Yes indeed. But are data are weak (often as few as 3 batches). When we try MVN the MCMC has trouble. But this point is well taken.

Re: “weakly informative priors”
Good point. We will tighten our priors.

Re: “Why discount the old data?”
Old data comes from different (but similar) products. Regulators (FDA) do not trust that old data are 100% exchangeable. We use scientific arguments to justify similarity but quantification is always subjective here. So we hedge - discount. Time series is an interesting approach - need to look into that.

Re: “This depends on what you’re trying to cross-validate”
This makes me think. Our process is longitudinal (independent measurements over time) not time series.
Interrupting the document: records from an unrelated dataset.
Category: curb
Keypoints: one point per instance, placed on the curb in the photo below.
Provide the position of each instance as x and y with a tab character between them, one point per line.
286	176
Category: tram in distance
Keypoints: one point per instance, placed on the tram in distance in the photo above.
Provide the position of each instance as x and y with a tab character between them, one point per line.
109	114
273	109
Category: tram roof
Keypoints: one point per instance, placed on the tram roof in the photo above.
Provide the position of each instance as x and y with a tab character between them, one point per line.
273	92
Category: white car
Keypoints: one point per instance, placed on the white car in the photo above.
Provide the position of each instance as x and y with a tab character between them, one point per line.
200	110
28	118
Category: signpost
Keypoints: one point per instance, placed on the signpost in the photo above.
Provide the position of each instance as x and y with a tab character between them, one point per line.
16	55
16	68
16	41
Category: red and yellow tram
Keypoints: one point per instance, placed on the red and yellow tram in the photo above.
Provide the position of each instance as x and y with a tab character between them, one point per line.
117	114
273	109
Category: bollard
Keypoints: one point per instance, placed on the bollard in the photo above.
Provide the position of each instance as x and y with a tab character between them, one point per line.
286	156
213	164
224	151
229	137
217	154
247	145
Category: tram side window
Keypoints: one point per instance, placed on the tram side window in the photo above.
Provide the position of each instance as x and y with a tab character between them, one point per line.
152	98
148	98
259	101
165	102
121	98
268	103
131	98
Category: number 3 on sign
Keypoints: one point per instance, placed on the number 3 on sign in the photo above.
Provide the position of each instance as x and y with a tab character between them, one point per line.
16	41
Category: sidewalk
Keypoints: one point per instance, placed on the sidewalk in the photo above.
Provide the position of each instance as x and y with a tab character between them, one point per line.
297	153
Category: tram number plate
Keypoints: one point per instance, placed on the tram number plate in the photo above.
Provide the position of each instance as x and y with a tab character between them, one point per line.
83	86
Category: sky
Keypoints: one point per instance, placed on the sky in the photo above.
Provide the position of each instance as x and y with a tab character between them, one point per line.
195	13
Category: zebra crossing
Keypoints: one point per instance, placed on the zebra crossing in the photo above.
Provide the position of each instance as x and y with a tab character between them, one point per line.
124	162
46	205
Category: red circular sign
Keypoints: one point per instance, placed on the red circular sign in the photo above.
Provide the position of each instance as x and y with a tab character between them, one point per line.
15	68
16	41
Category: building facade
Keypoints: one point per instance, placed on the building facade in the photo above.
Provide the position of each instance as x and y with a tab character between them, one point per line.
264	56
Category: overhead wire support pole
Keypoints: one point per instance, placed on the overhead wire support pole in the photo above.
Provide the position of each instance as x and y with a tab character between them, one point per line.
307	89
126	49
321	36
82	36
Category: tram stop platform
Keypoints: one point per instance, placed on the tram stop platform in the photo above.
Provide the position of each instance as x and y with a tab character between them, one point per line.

We want to use loo as a metric for how well we can predict the measurements on future batches of product A, given early measurements on a few batches of product A and much more prior information about many more batches from related products B, C, D,… I guess I need to know the proper way to construct log_lik so the resulting loo does what we want.

Please forgive the crude way I’m responding. Have not learned all the Forum tricks…

Re:“I’m not sure what you mean here [ how to estimate the log_lik].”
Attempt to clarify my ignorance: The likelihood in our model block includes data from our target batch (A) as well as (discounted) data from prior batches (B,C,D,…). But I felt the log_lik created in the generated quantities should only include contributions from target batch (A) data since we want loo to measure how well we can predict future measurements from batch A (not from batches B,C,D…). Does that make sense?

Re: “I find it easier to work with maximizing expected log predictive density (ELPD)”
OK. We can switch to ELPD then. Thanks.

Re: “You will probably get better behavior with a non-centered parameterization”
Thank you for that and for the example code. I will try NCP. Currently we have do have convergence issues, funnels, and maybe that will fix those. Very cool vectorization!! :-)

Re: “leave future out paper”
Thanks for the link to this paper. I will read up on this and be better off!! Thanks again Bob!!

Sorry for not seeing this sooner, but yes, you can treat the earlier data as part of the prior.

Thank you Bob. This forum has really been very helpful to me!!

Thanks, Dave